Nel mirino gli interessi su un prestito di 150mila euro, vittime due imprenditori del mobile. Sequestrate le pratiche in banca

PESCARA. Gli ex vertici della banca Caripe sono finiti sotto inchiesta per concorso in usura nei confronti di due noti imprenditori del mobile. Gli indagati finiti nel mirino del pm Gennaro Varone sono Antonio Di Matteo, amministratore delegato della Caripe fino al 6 ottobre 2011; Mario Russo, amministratore delegato dal 6 ottobre 2011 al 22 maggio 2013; e Franco Tarozzi, che nello stesso periodo ha ricoperto il ruolo di direttore pro tempore della Caripe Agenzia 2.

Nell'ambito delle indagini, che hanno preso il via dalla denuncia dei due imprenditori, soci della stessa azienda, sono state sequestrate alla Caripe le pratiche al vaglio della procura. L'Agenzia numero 2 di Pescara, con sede in via Misticoni, avrebbe concesso agli imprenditori, a partire dal primo trimestre del 1998, un'apertura di credito in favore della gestione dell'attività d'impresa.
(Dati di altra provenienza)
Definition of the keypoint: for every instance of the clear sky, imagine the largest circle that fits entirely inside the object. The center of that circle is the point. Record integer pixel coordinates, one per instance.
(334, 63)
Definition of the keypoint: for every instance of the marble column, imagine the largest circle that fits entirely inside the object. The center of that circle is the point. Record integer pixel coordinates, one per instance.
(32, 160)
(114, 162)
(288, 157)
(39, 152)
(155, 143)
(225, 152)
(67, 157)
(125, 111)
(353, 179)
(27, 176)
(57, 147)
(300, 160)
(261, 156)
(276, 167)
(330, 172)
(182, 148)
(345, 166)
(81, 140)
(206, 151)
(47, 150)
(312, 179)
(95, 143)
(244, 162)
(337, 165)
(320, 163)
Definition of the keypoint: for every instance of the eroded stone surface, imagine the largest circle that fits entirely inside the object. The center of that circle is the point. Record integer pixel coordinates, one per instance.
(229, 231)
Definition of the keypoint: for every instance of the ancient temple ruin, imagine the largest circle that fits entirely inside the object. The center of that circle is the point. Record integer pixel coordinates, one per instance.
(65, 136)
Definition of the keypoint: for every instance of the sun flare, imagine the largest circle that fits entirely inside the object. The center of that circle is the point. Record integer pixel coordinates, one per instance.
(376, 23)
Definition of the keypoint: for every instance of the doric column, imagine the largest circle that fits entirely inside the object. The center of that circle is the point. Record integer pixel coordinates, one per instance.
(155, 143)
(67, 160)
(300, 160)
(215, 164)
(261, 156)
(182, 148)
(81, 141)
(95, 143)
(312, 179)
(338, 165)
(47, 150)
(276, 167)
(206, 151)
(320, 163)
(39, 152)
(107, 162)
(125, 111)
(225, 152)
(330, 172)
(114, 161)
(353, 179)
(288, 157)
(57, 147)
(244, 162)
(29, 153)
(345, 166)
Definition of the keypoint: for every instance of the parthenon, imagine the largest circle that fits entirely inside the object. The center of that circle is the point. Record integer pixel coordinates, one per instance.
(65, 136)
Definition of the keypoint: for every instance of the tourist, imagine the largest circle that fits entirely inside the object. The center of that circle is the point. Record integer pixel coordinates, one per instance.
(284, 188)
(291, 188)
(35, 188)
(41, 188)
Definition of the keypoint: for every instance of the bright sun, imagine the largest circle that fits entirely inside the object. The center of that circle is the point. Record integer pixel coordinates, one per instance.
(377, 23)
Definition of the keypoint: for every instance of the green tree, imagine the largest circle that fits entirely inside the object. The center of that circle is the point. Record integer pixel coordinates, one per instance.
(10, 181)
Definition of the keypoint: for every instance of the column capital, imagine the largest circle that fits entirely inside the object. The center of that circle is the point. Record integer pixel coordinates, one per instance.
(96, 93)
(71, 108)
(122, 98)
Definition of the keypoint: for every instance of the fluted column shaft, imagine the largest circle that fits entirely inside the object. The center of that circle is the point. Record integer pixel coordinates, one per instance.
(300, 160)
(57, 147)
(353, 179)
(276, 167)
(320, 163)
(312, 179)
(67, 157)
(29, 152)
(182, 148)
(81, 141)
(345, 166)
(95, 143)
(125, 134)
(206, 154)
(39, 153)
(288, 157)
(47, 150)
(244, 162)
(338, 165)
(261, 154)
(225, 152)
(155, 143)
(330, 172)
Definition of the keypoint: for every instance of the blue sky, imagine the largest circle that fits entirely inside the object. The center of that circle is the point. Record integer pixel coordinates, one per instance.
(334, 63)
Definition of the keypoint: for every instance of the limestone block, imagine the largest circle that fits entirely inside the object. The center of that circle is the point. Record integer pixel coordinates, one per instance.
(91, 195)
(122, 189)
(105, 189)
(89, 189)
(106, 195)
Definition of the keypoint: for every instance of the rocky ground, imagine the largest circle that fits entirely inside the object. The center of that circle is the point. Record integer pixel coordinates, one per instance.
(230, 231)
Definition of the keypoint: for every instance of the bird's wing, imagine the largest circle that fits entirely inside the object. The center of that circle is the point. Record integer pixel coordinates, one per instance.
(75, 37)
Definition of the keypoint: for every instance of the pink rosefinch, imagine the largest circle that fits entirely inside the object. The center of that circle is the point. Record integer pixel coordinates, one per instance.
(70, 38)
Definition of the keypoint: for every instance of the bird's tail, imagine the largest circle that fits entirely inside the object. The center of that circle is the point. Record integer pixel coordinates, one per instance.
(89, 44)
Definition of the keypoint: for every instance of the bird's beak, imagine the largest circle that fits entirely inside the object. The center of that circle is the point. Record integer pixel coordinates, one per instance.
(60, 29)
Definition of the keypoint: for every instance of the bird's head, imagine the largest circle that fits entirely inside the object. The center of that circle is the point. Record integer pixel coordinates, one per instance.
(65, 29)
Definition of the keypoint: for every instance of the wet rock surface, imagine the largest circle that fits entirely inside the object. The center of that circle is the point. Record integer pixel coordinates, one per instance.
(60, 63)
Per l'accusa, sulle passività di tale conto sarebbero stati «addebitati interessi superiori a quelli della soglia di usura», nel terzo trimestre 2009, nel primo e secondo trimestre 2010, nel secondo, terzo e quarto trimestre 2012, e nei quattro trimestri del 2013.

Varone contesta a Di Matteo e Tarozzi che, tra il 1 luglio 2009 e il 28 febbraio 2012, si sarebbero fatti dare «in corrispettivo di un prestito di 150 mila euro denominato “Idea Credito”, interessi usurari, sia perché la rata prevista era del tutto sproporzionata alla corrispettività e alla redditività d'impresa, e tale da assorbirla completamente, fatto denotante approfittamento dello stato di bisogno dei mutuatari; sia perché lo sviluppo del piano di ammortamento portava comunque a un tasso d'interesse effettivo globale pari al 18,05%, contro la misura del 7,78% del tasso soglia di usura».

Successivamente, Russo, subentrato a Di Matteo, e Tarozzi, «in corrispettivo di un prestito da 150 mila euro, erogato dalla Caripe e sul quale veniva pretesa la garanzia di Confidi Abruzzo, si facevano promettere e dare interessi usurari da corrispondere in 60 mesi a rata crescente». Il pm sostiene che gli interessi sono «del tutto sproporzionati alla corrispettività e alla situazione di bisogno delle persone offese, impossibilitate a fare fronte a un simile peso economico» e rileva che sono «pari al 15,50%», a fronte del tasso soglia "dell'8,90%". I fatti contestati a Russo e Tarozzi sarebbero avvenuti tra il 3 ottobre e il 30 novembre 2012.